Wednesday, April 20, 2011

Using AppCode from JetBrains for iOS development

Since Xcode annoys me so much I though I would give AppCode from JetBrains a shot even though it is alpha code. I must say so far I am impressed. Not a single crash after have used it for a day and it does solve a number of complaints I have about Xcode.

What is it that I like?

Can reformat your code. Easy to set up the rules, works as expected. I finally took the time to clean up the look of some older code to match our current standards.

Auto imports and uses current Xcode settings. It all just worked when I pulled up my existing project.

SVN works like I expect it to work. So much nicer than Xcode.

Groups sorted alphabetically. Gee, who would every think that could be handy?

Nice color coding in the IDE. More things are colored making them stand out as they should.

Much better static code analysis. Sure some of it is a bit overkill but I found a lot of useful issues that I have cleaned up in the code. It even spots unused includes, tells you when you synthesis a variable but never really declare it, signed / unsigned mis-matches, unneeded typecasting, things you might not be cleaning up in your dealloc, etc.

If you start using a class that you have not imported yet a simple Ctrl + ENTER adds the import to the file.

Editor tabs the way I expect them to work, open a file and it stays open, editor does not replace it during debug or any other time it sees fit.

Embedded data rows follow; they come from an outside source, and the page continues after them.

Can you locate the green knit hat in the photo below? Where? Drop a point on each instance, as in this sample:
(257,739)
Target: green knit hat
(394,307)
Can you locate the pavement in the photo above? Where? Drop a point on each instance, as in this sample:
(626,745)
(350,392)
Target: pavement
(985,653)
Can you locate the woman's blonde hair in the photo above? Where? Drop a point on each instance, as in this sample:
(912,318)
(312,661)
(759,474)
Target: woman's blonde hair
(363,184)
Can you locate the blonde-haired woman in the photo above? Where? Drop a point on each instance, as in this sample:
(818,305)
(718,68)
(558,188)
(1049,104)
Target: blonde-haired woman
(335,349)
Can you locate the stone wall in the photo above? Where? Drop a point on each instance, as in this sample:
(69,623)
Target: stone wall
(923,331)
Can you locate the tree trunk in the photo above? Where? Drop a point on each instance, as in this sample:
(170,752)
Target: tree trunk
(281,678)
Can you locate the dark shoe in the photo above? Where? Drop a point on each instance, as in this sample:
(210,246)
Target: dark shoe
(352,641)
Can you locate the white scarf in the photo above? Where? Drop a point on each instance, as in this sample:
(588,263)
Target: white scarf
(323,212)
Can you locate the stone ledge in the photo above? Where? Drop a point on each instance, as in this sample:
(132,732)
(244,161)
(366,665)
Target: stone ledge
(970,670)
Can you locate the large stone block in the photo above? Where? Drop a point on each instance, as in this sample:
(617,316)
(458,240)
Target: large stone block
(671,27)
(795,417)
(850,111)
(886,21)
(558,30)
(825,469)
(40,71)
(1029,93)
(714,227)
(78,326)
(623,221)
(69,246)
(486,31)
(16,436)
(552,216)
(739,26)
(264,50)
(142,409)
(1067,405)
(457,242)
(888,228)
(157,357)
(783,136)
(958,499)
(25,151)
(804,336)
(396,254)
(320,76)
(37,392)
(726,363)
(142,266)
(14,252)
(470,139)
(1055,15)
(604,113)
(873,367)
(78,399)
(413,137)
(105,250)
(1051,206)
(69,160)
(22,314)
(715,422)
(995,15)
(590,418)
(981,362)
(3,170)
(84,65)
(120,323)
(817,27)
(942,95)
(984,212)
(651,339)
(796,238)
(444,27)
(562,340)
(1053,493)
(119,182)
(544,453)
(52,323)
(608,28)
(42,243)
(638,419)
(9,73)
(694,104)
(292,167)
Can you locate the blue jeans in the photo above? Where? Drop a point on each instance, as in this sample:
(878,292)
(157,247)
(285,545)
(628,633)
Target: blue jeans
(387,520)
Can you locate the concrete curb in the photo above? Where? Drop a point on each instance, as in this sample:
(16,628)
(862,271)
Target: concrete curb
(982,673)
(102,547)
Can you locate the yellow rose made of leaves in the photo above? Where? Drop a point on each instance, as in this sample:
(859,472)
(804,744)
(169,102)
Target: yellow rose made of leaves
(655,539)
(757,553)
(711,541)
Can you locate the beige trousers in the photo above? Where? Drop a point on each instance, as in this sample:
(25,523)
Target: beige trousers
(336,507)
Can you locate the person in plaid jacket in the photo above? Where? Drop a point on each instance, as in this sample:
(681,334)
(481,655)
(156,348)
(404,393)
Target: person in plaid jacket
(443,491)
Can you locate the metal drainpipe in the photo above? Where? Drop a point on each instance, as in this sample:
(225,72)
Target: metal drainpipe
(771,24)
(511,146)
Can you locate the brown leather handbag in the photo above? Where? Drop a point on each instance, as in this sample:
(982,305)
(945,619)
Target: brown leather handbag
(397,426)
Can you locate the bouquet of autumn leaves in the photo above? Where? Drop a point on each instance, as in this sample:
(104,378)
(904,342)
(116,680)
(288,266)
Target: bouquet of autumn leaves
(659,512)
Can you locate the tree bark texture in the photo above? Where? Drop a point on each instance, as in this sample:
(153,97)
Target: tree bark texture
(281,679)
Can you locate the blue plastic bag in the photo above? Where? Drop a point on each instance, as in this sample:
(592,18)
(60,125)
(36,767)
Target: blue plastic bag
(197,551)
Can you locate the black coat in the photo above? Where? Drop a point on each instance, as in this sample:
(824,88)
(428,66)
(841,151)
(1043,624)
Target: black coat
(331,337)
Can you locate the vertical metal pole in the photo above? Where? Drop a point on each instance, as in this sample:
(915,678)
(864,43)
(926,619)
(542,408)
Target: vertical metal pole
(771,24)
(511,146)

When you are in the debugger it shows you the actual content of your variables. Take that Apple, I can see what is my NSArray! I can look at strings, integers, booleans etc. How novel!

Column block editing mode. Nice when you need to delete a hunk of code out the middle of a bunch of lines of code. Most editors support this, as far as I know Xcode does not.

I am guessing there is ton of other stuff it does too. Right now it appears to be a keeper. We use IntelliJ for our main Java application so I pretty much know my way around a JetBrains IDE which is a help.

Downside - still uses Xcode Interface Builder (can't blame them here, who would want to rewrite that) so it will fire up Xcode if you attempt to edit an XIB file. Not like I do that very often, generally you create one then spend most of your time coding for it.

I will post more as I get more use out of this IDE. Nice to see some competition in this arena for Apple finally.